Myanmar Junta Charges Two Leading Medics With Corruption
By The Irrawaddy 1 December 2021
Myanmar’s regime has filed corruption charges against two detained medical chiefs, alleging they defied ministerial orders by returning international grants to the United Nations.
National immunization director Dr. Htar Htar Lin and director-general of public health Dr. Soe Oo were charged in Naypyitaw for returning 168 million kyats (US$120,000), which was part of a COVID-19 vaccine grant, to the UN children’s charity, Unicef.
Dr. Htar Htar Lin faces three charges from the junta for incitement, high treason and under the Unlawful Association Act after her arrest on June 10 for taking part in the civil disobedience movement (CDM) by refusing to work under military rule.
The junta-controlled media said on Tuesday that Dr. Htar Htar Lin returned part of the Global Alliance for Vaccines and Immunization’s Health System Strengthening grant from Unicef and the World Health Organization on Feb. 10.
The Ministry of Planning, Finance and Industry on January 26 ordered that the remaining funds (168 million kyats nationally and 840 million kyats regionally) should not be spent. The director’s return of the national grant to Unicef reduced government funds, the junta claimed.
It accused Dr. Soe Oo, who chaired the external aid committee which was overseeing the COVID-19 grant, for failing to stop Dr. Htar Htar Lin. He is charged under Articles 56 and 63 of the Anti-Corruption Law, which targets public figures who commit graft, for aiding corruption.
At least 210 health workers have been detained since the Feb. 1 coup, according to Physicians for Human Rights in October. Its report, Violence Against or Obstruction of Health Care in Myanmar, said 29 health workers were killed and 40 injured since the coup. The junta raided at least 87 hospitals and occupied 56 of them, the report said.
U Tun Kyi, a committee member of the Former Political Prisoners Association, said the junta has previously hidden the news about Dr. Htar Htar Lin.

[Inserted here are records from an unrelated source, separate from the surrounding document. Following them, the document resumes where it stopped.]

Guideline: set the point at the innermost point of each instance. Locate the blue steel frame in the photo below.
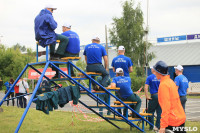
(74, 82)
(108, 106)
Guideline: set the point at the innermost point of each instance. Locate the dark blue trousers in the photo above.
(99, 68)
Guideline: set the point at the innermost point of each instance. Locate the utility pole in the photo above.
(0, 38)
(107, 45)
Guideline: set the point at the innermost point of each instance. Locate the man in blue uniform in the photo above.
(45, 34)
(121, 61)
(182, 84)
(153, 83)
(125, 92)
(93, 56)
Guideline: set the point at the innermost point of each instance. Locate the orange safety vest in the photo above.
(169, 100)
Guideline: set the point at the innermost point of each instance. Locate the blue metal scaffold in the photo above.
(100, 103)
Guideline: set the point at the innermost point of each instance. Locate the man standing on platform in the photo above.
(73, 46)
(121, 61)
(182, 84)
(153, 83)
(173, 115)
(93, 56)
(45, 34)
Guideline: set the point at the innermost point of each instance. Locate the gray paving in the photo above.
(192, 106)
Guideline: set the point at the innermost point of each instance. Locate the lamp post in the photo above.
(0, 38)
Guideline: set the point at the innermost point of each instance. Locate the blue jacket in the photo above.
(44, 28)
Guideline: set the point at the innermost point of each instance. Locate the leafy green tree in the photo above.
(18, 46)
(128, 31)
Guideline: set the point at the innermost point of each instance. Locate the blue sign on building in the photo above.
(172, 38)
(194, 36)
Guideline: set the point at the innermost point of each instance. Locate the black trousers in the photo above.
(22, 101)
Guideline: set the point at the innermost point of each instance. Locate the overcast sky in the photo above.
(89, 17)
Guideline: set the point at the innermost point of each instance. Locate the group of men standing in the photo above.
(166, 95)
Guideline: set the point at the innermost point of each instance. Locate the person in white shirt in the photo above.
(23, 89)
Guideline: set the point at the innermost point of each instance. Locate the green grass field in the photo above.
(59, 122)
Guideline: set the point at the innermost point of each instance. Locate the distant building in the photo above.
(185, 54)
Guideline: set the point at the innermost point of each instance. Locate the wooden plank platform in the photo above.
(127, 102)
(89, 73)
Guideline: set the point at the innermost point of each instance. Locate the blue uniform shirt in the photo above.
(124, 83)
(74, 42)
(8, 85)
(182, 82)
(94, 53)
(44, 28)
(153, 83)
(123, 62)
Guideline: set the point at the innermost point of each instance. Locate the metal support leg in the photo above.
(31, 99)
(36, 53)
(13, 84)
(47, 53)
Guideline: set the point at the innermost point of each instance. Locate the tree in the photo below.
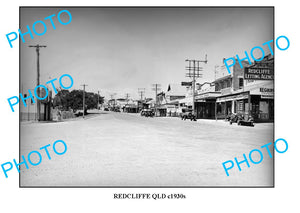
(66, 100)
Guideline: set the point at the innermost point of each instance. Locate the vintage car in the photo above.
(243, 120)
(147, 113)
(188, 114)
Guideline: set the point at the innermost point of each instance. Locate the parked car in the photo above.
(188, 114)
(243, 120)
(147, 113)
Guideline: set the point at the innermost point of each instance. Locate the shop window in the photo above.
(241, 83)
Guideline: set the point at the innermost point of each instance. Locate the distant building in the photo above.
(169, 102)
(241, 94)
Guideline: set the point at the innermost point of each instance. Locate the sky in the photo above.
(118, 50)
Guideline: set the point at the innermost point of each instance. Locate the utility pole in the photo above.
(83, 101)
(141, 92)
(127, 95)
(38, 104)
(113, 98)
(194, 72)
(156, 88)
(98, 100)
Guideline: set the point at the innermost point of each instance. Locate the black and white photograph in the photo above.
(146, 96)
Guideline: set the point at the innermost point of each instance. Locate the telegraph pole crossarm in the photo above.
(38, 104)
(83, 101)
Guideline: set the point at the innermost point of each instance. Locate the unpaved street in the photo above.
(118, 149)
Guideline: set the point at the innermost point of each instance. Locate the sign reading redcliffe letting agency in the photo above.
(259, 73)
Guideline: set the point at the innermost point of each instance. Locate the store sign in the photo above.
(267, 93)
(259, 73)
(187, 84)
(233, 97)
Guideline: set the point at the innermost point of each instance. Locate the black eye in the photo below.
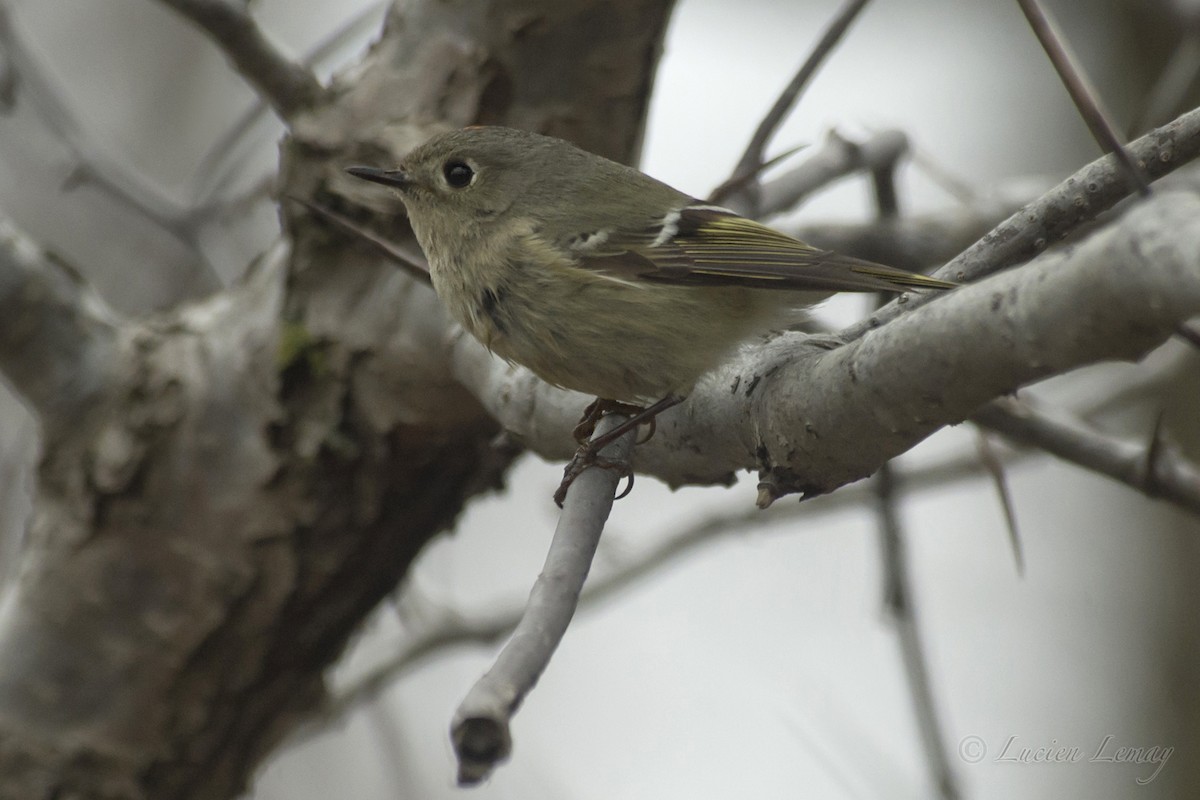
(457, 174)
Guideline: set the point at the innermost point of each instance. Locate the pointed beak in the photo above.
(393, 178)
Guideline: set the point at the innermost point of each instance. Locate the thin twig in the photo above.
(1168, 475)
(1168, 94)
(1081, 91)
(222, 163)
(617, 573)
(407, 262)
(991, 462)
(835, 158)
(898, 596)
(286, 85)
(754, 152)
(480, 728)
(1095, 188)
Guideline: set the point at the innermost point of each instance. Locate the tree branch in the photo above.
(58, 341)
(1095, 188)
(753, 157)
(813, 416)
(1083, 92)
(1152, 469)
(480, 728)
(286, 85)
(837, 158)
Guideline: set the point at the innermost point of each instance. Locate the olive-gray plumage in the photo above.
(595, 276)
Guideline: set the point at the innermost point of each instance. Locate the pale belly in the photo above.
(629, 342)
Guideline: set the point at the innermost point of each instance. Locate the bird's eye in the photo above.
(457, 174)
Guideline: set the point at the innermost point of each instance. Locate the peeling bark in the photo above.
(252, 474)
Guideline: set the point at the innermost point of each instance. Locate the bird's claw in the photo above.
(585, 457)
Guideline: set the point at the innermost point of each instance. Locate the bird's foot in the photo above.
(585, 457)
(598, 409)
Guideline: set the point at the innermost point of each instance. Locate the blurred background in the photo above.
(762, 661)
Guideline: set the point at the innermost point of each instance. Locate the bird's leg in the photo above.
(597, 409)
(588, 455)
(636, 416)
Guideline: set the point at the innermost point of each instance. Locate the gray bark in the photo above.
(227, 489)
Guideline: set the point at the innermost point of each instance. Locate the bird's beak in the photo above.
(393, 178)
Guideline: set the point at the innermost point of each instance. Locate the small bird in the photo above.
(599, 277)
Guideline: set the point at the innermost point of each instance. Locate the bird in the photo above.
(598, 277)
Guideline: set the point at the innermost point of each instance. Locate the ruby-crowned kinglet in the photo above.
(598, 277)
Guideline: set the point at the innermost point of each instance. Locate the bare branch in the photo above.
(58, 341)
(96, 167)
(917, 242)
(1081, 90)
(1080, 198)
(1153, 469)
(413, 263)
(447, 627)
(753, 157)
(1167, 96)
(898, 596)
(286, 85)
(480, 728)
(834, 160)
(225, 158)
(811, 415)
(995, 468)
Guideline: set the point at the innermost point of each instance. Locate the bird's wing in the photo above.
(711, 246)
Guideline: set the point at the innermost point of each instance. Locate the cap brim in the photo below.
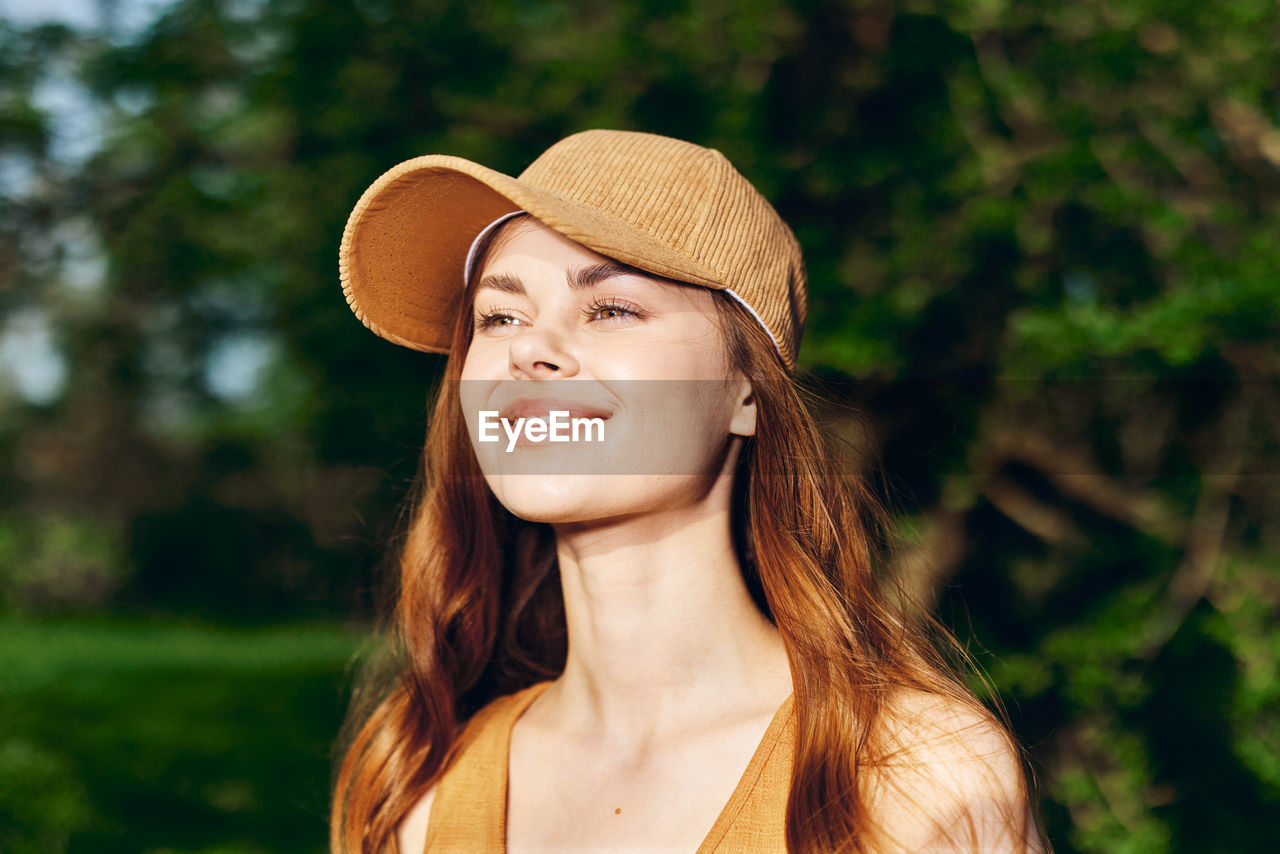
(405, 247)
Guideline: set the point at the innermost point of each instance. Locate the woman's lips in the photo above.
(542, 407)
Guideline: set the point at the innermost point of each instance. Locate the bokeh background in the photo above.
(1043, 242)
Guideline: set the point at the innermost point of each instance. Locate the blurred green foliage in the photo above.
(1042, 238)
(163, 736)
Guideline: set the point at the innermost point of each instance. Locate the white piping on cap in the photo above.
(475, 243)
(759, 320)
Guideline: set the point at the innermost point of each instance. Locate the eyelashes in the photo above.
(499, 316)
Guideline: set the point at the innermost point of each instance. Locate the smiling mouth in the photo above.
(542, 407)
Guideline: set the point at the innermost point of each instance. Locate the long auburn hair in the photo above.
(479, 615)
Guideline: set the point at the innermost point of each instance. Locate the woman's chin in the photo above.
(583, 498)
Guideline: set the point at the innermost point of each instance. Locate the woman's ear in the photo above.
(744, 410)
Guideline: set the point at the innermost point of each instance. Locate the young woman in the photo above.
(667, 636)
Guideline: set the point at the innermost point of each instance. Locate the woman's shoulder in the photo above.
(412, 829)
(949, 776)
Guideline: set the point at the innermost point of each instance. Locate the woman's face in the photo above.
(561, 328)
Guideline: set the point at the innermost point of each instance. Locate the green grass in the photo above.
(164, 738)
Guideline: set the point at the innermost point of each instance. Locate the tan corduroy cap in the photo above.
(662, 205)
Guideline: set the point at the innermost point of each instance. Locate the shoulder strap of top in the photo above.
(754, 818)
(469, 812)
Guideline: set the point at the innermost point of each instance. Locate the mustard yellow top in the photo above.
(469, 813)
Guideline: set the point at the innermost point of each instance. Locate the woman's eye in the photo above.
(612, 310)
(496, 319)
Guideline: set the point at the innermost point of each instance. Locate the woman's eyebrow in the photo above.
(579, 279)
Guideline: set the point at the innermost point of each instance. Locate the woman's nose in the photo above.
(540, 354)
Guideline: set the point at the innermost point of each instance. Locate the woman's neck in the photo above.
(662, 628)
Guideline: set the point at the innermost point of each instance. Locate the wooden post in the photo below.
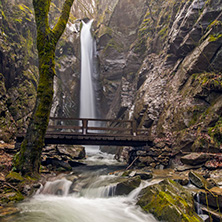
(84, 126)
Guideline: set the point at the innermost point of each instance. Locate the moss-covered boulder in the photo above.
(199, 181)
(168, 201)
(127, 185)
(14, 177)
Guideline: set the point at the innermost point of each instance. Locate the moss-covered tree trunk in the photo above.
(28, 159)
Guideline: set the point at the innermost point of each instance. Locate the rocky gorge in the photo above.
(158, 63)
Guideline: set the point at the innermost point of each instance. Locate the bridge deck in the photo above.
(83, 134)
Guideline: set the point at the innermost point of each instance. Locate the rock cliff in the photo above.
(164, 69)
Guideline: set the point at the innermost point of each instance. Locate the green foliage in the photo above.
(168, 201)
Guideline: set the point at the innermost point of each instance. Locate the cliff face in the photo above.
(18, 67)
(167, 74)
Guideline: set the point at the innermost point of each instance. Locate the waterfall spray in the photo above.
(87, 94)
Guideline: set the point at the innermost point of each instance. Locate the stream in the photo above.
(92, 198)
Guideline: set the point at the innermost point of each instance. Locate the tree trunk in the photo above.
(28, 159)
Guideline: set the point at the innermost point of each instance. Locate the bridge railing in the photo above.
(87, 126)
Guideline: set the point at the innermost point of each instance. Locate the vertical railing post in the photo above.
(84, 126)
(133, 128)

“The latest charge is ridiculous but it is the way the regime tends to defame political prisoners to keep them behind bars,” the former political prisoner said.
The military council has “too many grudges” against Dr. Htar Htar Lin, who was brave in refusing to work, he said. U Tun Kyi added that the junta thinks striking doctors and deposed political leaders, including State Counselor Daw Aung San Suu Khi, “will lose their dignity if they are charged with these concocted corruption cases”.
In June, the junta charged Dr. Htar Htar Lin and 26 other doctors with high treason and incitement and under the Unlawful Association Act for allegedly assisting the civilian National Unity Government (NUG).
She was accused of being a member of the CDM’s core group and assisting the NUG, which is designated as a terrorist group by the junta.
The CDM was launched by medics on Feb. 3 in protest against the coup and followed by other government staff nationwide.
In early February, Dr. Htar Htar Lin emailed colleagues to say she would probably face accusations that she misused funds as the dictatorship would want to steal from the vaccination program.
The email reportedly said: “We can’t let the military dictators use COVID vaccinations as a weapon. The military council wants to get back $75 million that was paid to the Serum Institute of India for COVID-19 vaccines.”
On Feb. 20 the junta charged Dr. Htar Htar Lin with incitement at Oattara Thiri police station in Naypyitaw.
The junta said she confessed to communicating with Dr. Zaw Wai Soe, the NUG’s health minister, through Signal and Zoom apps.
The state media said she helped write speeches and NUG health policy documents and helped prepare for Zoom meetings and estimated drug requirements and costs.
Dr. Htar Htar Lin faces up to 23 years in prison and Dr. Soe Oo up to 20 years if they are convicted of the corruption charges.
The Unlawful Association Act charge carries up to three years in prison.
Article 505-A of the Penal Code labels criticism of the junta as incitement and carries up to three years in prison.
It was added by the junta in mid-February and has been against the majority of anti-regime protesters and activists.
Articles 56 and 63 of the Anti-Corruption Law carry up to 10 years in prison each.